Among the most requested, but also most difficult to find, profiles are graduates in electronic and information engineering, where the mismatch exceeds 70%. Things are no better for healthcare-paramedic and medical-dental fields, where around two thirds of the candidates requested by companies are nowhere to be found. Significant difficulties are also recorded in the scientific and technological sectors, with particular reference to the chemical-pharmaceutical and scientific-mathematical fields.

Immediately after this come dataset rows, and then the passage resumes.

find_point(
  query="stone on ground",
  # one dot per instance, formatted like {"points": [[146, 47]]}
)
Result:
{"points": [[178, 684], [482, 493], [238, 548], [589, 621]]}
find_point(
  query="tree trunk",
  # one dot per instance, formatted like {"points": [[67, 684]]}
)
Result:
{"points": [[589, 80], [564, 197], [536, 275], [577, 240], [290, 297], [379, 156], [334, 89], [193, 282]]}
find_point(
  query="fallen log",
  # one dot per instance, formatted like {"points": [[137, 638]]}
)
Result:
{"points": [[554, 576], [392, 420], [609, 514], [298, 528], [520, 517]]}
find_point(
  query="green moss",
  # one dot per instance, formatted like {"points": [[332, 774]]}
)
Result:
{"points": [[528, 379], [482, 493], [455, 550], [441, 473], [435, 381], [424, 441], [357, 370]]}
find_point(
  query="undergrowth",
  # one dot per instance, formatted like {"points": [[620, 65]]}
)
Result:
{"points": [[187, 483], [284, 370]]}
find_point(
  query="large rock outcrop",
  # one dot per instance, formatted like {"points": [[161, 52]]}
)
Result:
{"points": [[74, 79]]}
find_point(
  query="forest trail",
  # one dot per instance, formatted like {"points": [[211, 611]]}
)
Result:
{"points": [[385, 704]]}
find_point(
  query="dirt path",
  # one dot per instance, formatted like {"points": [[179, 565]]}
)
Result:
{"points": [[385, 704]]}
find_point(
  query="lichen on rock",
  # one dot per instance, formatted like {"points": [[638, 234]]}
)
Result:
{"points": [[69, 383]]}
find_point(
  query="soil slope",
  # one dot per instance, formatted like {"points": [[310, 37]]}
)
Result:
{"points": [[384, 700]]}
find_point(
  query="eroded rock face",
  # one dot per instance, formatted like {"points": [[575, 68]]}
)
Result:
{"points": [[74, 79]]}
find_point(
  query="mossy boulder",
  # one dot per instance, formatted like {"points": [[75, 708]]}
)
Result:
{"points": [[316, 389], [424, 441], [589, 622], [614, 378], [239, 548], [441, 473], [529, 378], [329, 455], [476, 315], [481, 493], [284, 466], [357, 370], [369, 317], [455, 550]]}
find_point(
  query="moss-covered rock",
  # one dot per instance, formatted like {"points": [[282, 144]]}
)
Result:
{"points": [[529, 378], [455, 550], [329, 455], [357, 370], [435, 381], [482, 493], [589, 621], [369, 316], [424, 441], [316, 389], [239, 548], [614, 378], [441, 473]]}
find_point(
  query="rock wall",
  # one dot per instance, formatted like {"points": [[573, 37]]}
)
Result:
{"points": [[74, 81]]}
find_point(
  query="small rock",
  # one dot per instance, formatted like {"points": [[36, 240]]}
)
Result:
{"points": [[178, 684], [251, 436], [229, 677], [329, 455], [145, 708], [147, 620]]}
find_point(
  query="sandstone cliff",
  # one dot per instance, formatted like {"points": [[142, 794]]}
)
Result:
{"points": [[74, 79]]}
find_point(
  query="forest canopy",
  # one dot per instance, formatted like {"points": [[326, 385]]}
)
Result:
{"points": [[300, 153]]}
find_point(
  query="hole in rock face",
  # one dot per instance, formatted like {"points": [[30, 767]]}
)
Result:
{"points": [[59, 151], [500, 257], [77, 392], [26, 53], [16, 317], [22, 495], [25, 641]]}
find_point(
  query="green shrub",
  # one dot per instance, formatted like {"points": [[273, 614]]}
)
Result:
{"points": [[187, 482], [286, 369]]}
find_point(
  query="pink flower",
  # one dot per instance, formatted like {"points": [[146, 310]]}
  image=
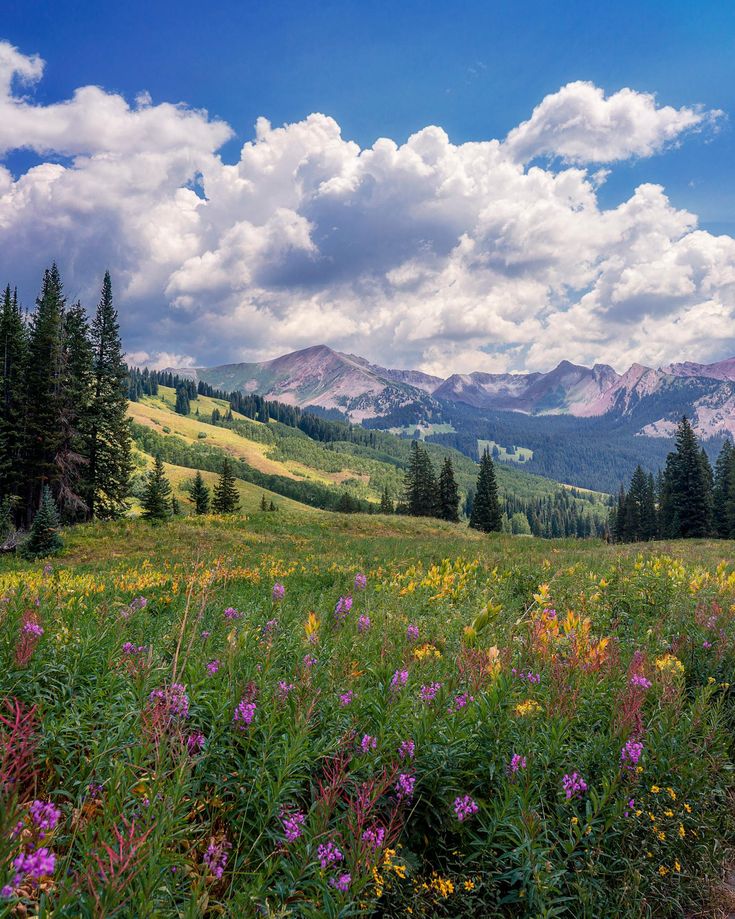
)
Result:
{"points": [[464, 807]]}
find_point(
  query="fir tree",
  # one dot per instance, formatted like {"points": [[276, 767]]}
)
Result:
{"points": [[448, 493], [13, 353], [44, 537], [182, 401], [199, 495], [486, 515], [226, 498], [157, 495], [43, 434], [110, 461]]}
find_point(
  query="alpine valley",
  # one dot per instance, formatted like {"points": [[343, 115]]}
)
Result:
{"points": [[587, 427]]}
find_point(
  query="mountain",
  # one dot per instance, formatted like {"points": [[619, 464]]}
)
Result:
{"points": [[362, 391]]}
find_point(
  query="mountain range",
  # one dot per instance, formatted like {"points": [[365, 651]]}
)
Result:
{"points": [[362, 391]]}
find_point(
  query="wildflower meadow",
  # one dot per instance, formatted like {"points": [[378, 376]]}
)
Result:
{"points": [[327, 717]]}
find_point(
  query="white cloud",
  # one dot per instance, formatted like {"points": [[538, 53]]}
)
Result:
{"points": [[449, 257], [580, 125]]}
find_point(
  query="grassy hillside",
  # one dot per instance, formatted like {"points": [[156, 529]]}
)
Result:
{"points": [[492, 727], [287, 461]]}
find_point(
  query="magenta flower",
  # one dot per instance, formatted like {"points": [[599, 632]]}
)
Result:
{"points": [[292, 825], [215, 858], [342, 882], [342, 608], [464, 807], [630, 754], [374, 836], [405, 786], [517, 762], [428, 693], [328, 854], [244, 714], [574, 786], [368, 743]]}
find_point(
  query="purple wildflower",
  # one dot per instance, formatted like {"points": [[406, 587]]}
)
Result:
{"points": [[374, 836], [428, 693], [630, 754], [328, 854], [342, 608], [244, 714], [574, 786], [405, 786], [292, 825], [464, 807], [342, 882]]}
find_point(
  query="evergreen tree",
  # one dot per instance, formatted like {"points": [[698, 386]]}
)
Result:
{"points": [[199, 495], [13, 352], [420, 483], [75, 414], [44, 537], [226, 498], [182, 401], [157, 495], [687, 499], [486, 514], [110, 462], [43, 434], [448, 493]]}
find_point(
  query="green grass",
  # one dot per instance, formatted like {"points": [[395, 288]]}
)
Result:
{"points": [[662, 611]]}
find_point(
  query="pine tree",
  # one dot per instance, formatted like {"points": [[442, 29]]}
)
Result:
{"points": [[226, 498], [687, 499], [448, 493], [44, 537], [182, 401], [110, 462], [486, 515], [199, 495], [157, 495], [43, 434], [75, 414], [13, 353]]}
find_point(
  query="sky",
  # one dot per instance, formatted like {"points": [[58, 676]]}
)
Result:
{"points": [[488, 186]]}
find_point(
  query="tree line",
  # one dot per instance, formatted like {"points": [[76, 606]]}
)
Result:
{"points": [[687, 500], [64, 435]]}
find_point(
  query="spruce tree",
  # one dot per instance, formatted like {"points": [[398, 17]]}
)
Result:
{"points": [[13, 353], [199, 495], [42, 432], [157, 494], [226, 498], [448, 493], [486, 515], [44, 537], [182, 401], [110, 462]]}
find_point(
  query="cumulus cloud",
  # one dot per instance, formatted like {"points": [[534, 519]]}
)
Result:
{"points": [[581, 125], [449, 257]]}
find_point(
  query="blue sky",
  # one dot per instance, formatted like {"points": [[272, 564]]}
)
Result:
{"points": [[475, 69]]}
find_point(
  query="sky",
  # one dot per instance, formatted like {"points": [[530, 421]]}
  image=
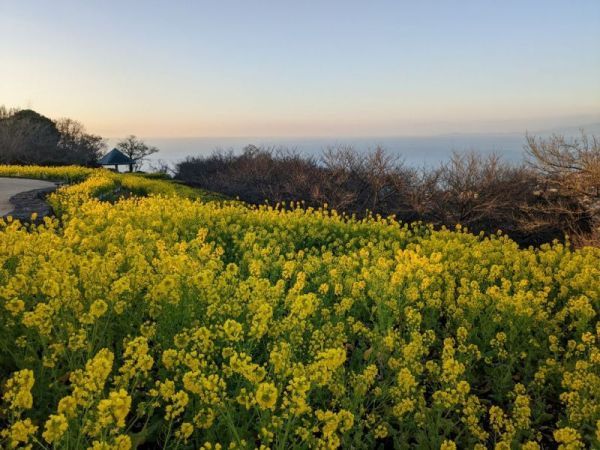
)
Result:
{"points": [[303, 68]]}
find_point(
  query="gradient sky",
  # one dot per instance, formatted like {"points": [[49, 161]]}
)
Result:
{"points": [[303, 68]]}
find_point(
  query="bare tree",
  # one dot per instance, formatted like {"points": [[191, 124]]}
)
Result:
{"points": [[77, 146], [136, 149], [568, 189]]}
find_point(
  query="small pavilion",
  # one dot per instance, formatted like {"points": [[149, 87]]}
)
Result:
{"points": [[117, 158]]}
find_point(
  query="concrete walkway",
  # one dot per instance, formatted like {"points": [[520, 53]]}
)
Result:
{"points": [[12, 186]]}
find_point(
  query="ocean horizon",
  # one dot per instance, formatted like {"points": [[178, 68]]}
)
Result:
{"points": [[415, 151]]}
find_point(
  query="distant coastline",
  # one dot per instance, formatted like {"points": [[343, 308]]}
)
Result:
{"points": [[416, 151]]}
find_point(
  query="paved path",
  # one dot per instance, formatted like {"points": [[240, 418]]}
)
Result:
{"points": [[12, 186]]}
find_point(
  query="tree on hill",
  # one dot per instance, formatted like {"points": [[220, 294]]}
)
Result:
{"points": [[136, 149], [27, 137], [77, 146]]}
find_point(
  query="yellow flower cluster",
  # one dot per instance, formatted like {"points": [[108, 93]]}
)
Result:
{"points": [[143, 316]]}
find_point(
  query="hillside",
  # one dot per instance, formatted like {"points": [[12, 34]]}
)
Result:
{"points": [[144, 316]]}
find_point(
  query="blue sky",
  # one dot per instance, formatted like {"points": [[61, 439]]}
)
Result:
{"points": [[303, 68]]}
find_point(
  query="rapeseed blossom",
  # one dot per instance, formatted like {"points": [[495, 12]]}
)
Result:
{"points": [[143, 316]]}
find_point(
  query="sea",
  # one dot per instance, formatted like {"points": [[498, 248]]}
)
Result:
{"points": [[414, 151]]}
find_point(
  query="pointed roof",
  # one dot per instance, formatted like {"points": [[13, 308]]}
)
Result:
{"points": [[116, 157]]}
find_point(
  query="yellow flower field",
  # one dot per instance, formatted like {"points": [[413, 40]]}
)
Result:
{"points": [[161, 321]]}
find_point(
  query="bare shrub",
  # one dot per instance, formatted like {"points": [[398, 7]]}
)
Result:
{"points": [[568, 186]]}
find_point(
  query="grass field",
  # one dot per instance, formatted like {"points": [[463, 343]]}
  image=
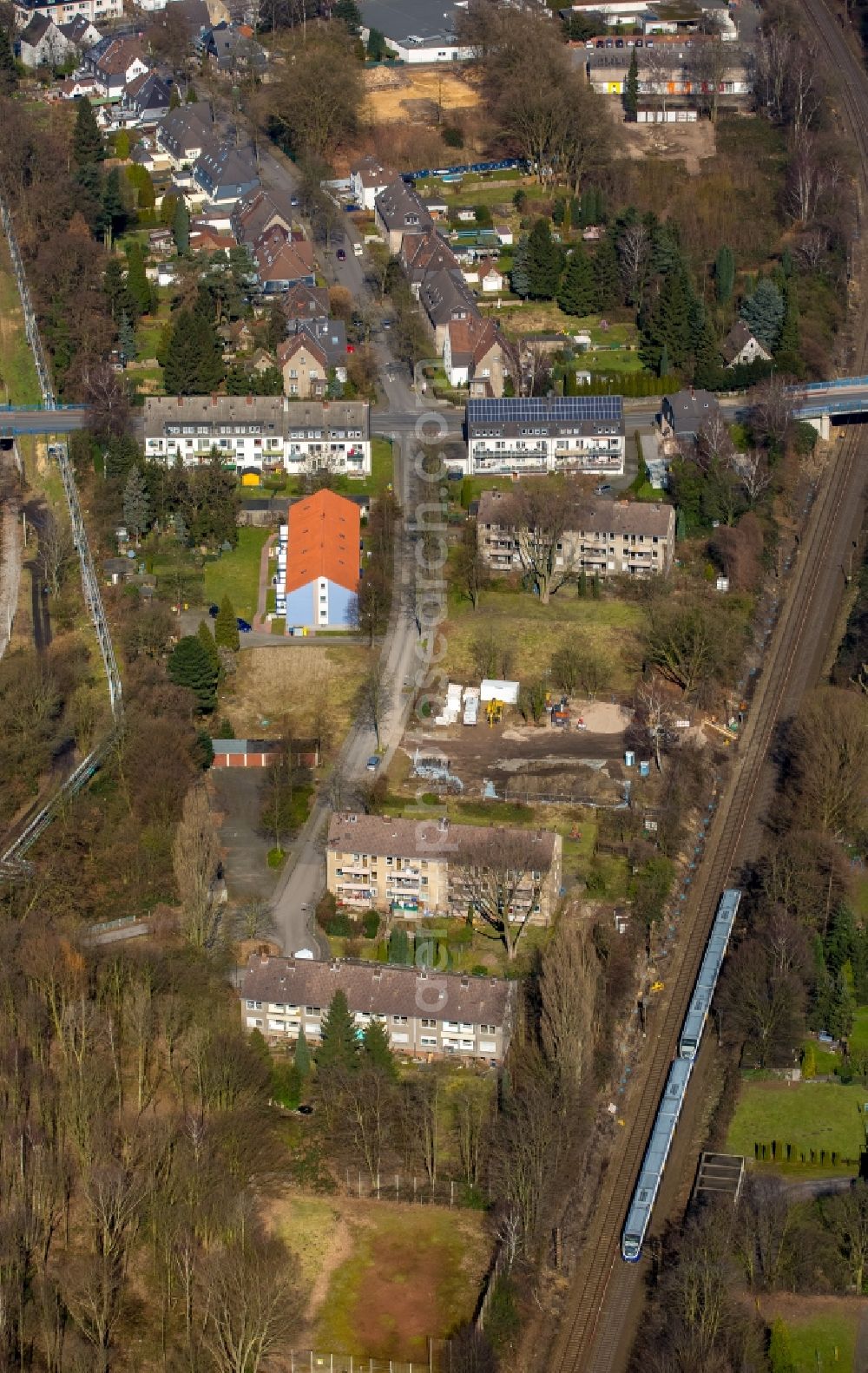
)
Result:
{"points": [[299, 683], [236, 575], [18, 379], [823, 1330], [384, 1278], [808, 1115], [533, 632]]}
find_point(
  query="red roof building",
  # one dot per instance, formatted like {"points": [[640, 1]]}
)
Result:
{"points": [[322, 564]]}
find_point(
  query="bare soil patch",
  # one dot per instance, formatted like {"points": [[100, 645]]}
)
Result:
{"points": [[687, 143], [394, 95]]}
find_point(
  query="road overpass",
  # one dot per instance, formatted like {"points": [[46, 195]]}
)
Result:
{"points": [[37, 419], [820, 403]]}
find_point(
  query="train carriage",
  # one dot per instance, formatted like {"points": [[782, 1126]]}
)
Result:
{"points": [[655, 1158], [709, 972], [669, 1110]]}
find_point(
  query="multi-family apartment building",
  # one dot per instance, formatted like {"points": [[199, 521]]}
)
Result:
{"points": [[429, 868], [263, 431], [603, 537], [547, 434], [426, 1014]]}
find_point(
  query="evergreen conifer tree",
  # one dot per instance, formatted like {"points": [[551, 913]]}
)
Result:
{"points": [[631, 89], [207, 639], [136, 503], [375, 1051], [724, 273], [577, 292], [181, 227], [789, 341], [544, 262], [764, 312], [190, 667], [9, 72], [226, 627], [302, 1054], [89, 146], [138, 283], [339, 1044], [519, 273], [127, 338], [608, 275]]}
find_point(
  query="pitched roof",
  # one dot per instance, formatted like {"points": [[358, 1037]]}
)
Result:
{"points": [[36, 30], [738, 338], [379, 989], [400, 207], [295, 344], [306, 302], [118, 56], [280, 259], [592, 516], [323, 542], [385, 835]]}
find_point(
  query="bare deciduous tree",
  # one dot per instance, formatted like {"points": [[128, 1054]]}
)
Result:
{"points": [[569, 978], [502, 877], [56, 551], [252, 1304], [197, 857]]}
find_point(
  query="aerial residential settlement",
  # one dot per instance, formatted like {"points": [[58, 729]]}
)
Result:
{"points": [[434, 746]]}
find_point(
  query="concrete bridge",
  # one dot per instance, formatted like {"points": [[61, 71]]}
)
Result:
{"points": [[39, 419], [820, 403]]}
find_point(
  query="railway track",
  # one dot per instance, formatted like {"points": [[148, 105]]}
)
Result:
{"points": [[604, 1288]]}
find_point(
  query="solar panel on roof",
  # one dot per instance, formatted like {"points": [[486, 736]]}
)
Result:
{"points": [[561, 408]]}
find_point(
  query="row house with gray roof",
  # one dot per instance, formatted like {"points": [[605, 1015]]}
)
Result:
{"points": [[603, 538], [260, 431], [426, 1014], [547, 434]]}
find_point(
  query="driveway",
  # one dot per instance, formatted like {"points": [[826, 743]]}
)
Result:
{"points": [[236, 797]]}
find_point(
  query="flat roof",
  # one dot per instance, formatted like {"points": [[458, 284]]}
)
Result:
{"points": [[431, 21]]}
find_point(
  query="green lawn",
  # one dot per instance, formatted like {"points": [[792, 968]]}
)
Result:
{"points": [[410, 1273], [858, 1038], [808, 1115], [825, 1342], [236, 575], [18, 379], [533, 632]]}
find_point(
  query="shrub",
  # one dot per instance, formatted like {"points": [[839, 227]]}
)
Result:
{"points": [[326, 908], [370, 924]]}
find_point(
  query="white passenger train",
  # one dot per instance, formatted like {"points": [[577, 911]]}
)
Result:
{"points": [[669, 1110]]}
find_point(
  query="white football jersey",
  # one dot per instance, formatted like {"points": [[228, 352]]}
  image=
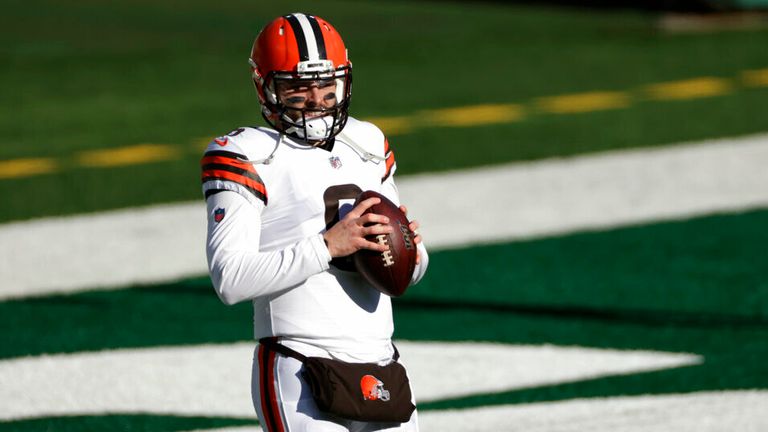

Not just graduates. Among intermediate technical figures, graduates of technical and professional institutes represent a crucial pool for companies, which aim to include around 1.4 million of them in 2024. However, procurement difficulties exceed 60% in sectors such as the fashion system, mechatronics, electronics and construction. Among the most requested five-year diplomas are administration, finance and marketing (462 thousand positions), tourism and hospitality (274 thousand), mechanics and energy (139 thousand) and transport and logistics (107 thousand) addresses.

Particularly critical is the case of profiles coming from vocational education and training (VET) courses, for which companies have planned 2.1 million hires. However, almost half of these workers are difficult to find, with peaks of unavailability exceeding 70% for profiles specialized in wood, thermo-hydraulic and electrical systems.
The difficulties in finding also extend to graduates of the ITS Academy, highly specialized courses that aim to train superior technicians in advanced technological fields. Sectors such as energy, chemistry and fashion record significant gaps between supply and demand, with unavailability reaching 61% overall. Mechatronics, information technologies and business services are the most requested sectors, but even here the numbers are not enough: for example, for the energy sector, 87.5% of the requested technicians cannot be found.

Demographic aging is at the root of the crisis and therefore the situation risks worsening in the coming years. The challenge is clear: bridging the gap between supply and demand, in a system that, in order to grow, needs increasingly specialized and qualified workers. But time is running out, and the cost of late action may be too high.